Eis que o tempo passou, e aí houve um tempo em que eu quis, novamente e finalmente, muito ter filhos, mas não pelas razões anteriormente racionalizadas. Acho que deu-se um período natural de amadurecimento. E foi quando pensei em todos os itens que antes me arrepiavam, sim, mas também pensei em questões muito mais profundas, como:

- Se eu não tiver filhos, não terei a minha ‘continuidade’ quando morrer; não terei deixado nenhum rastro de mim para a posteridade, até porque, infelizmente, não virei celebridade de Hollywood;

- Se eu não tiver filhos, nunca terei a chance de ter uma família grande como a dos filmes e comerciais de margarina, que podem dar bastante despesa, mas pelo menos animam os Natais e Páscoas e afins;

- Se eu não tiver filhos, corro o risco de acabar sozinha, sem atenção, sem cuidados, agitando as tardes de um asilo (o que não significa que um filho meu não possa acabar me botando num asilo, mas a gente nunca acha que isso vai acontecer, pelo menos não pensamos muito nisso na idade em que me encontro, né?);

- Se eu não tiver filhos, quando poderei sentir o prazer de ter um pouco de mim em outro ser? Minha gata já assimilou muito da minha neurose, mas ainda não faz teatrinhos como eu fazia quando era criança, não escreve livrinhos como eu escrevia… Ah, ela me dá “patadas” como eu dava em minha mãe, mas isso não é lá muito bonito de se reproduzir;

- Se eu não tiver filhos… na hora que a ‘minha hora’ chegar, não terei a sensação de ‘dever cumprido’. O que eu vou pensar quando chegar lá?

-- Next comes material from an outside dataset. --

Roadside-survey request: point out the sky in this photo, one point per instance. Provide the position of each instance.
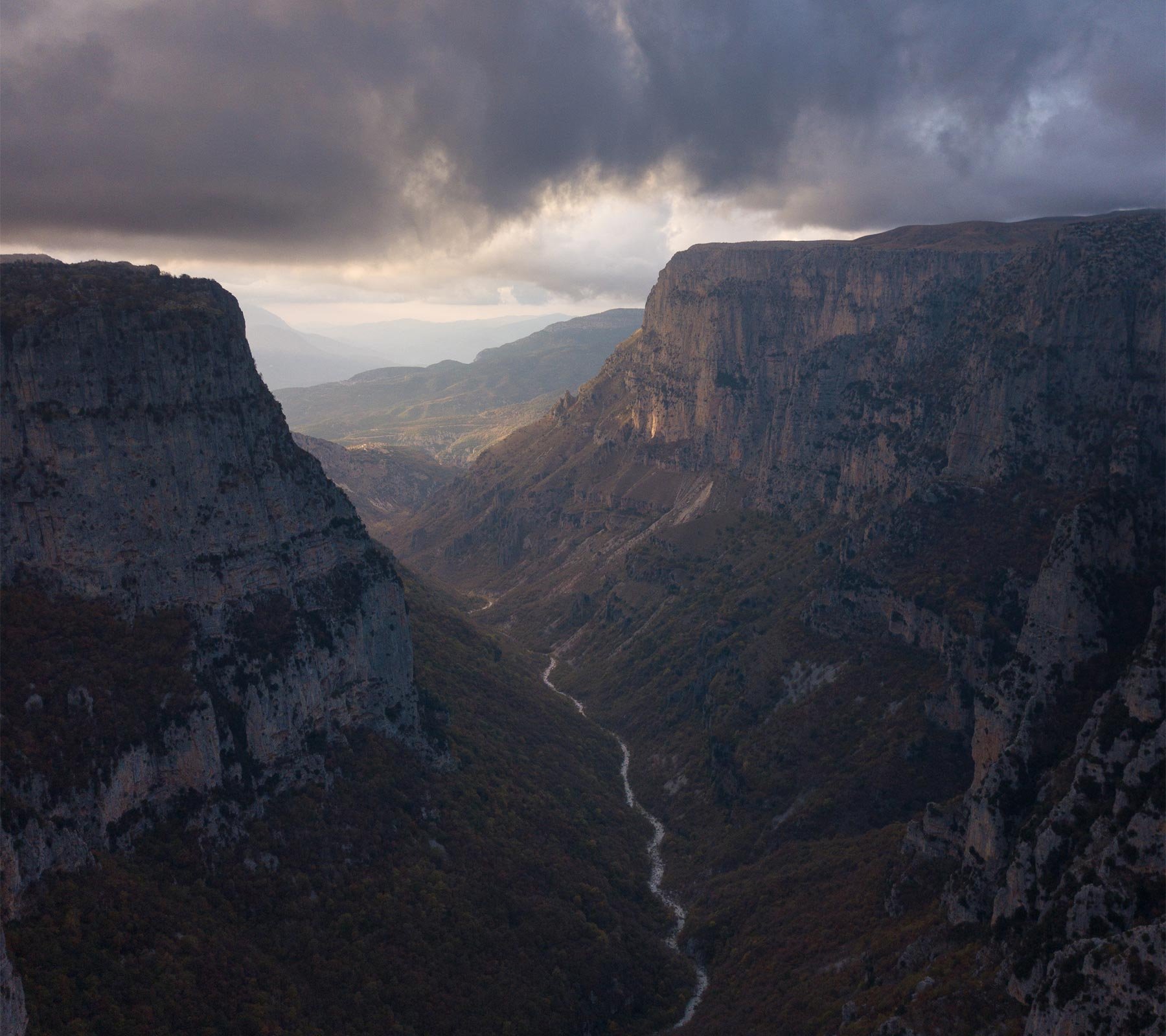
(341, 161)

Ok, já posso ir embora, porque afinal trabalhei, conheci pessoas, morei num lugar legal, viajei, fui à praia, tomei chopp e… fiz um blog?

Buenos, esse tempo do “houve um tempo em que eu quis” ainda está ‘havendo’, digamos assim… De qualquer forma, se eu não conseguir ter filhos naturalmente, sem precisar escolher alguém que normalmente eu mesma não gostaria de ter como pai, nem contratar um outdoor que diga “Alguém aí quer procriar?”, e nem partir para produção intependente (que eu acho uma sacanagem com o ser, que já nasce sem uma “parte” de si, no caso, o pai), pretendo cumprir a minha missão na Terra com o máximo de louvor e méritos, adotando uma criaturinha (ou mais de uma) que queira me fazer o favor de preencher todos os quesitos acima descritos. Será que encontro uma?

De qualquer forma, não vai ser por agora. O motivo é simples: os recreadores ainda me irritam muito!!!

Beijo para quem é de adoção, abraço para quem é de recreação!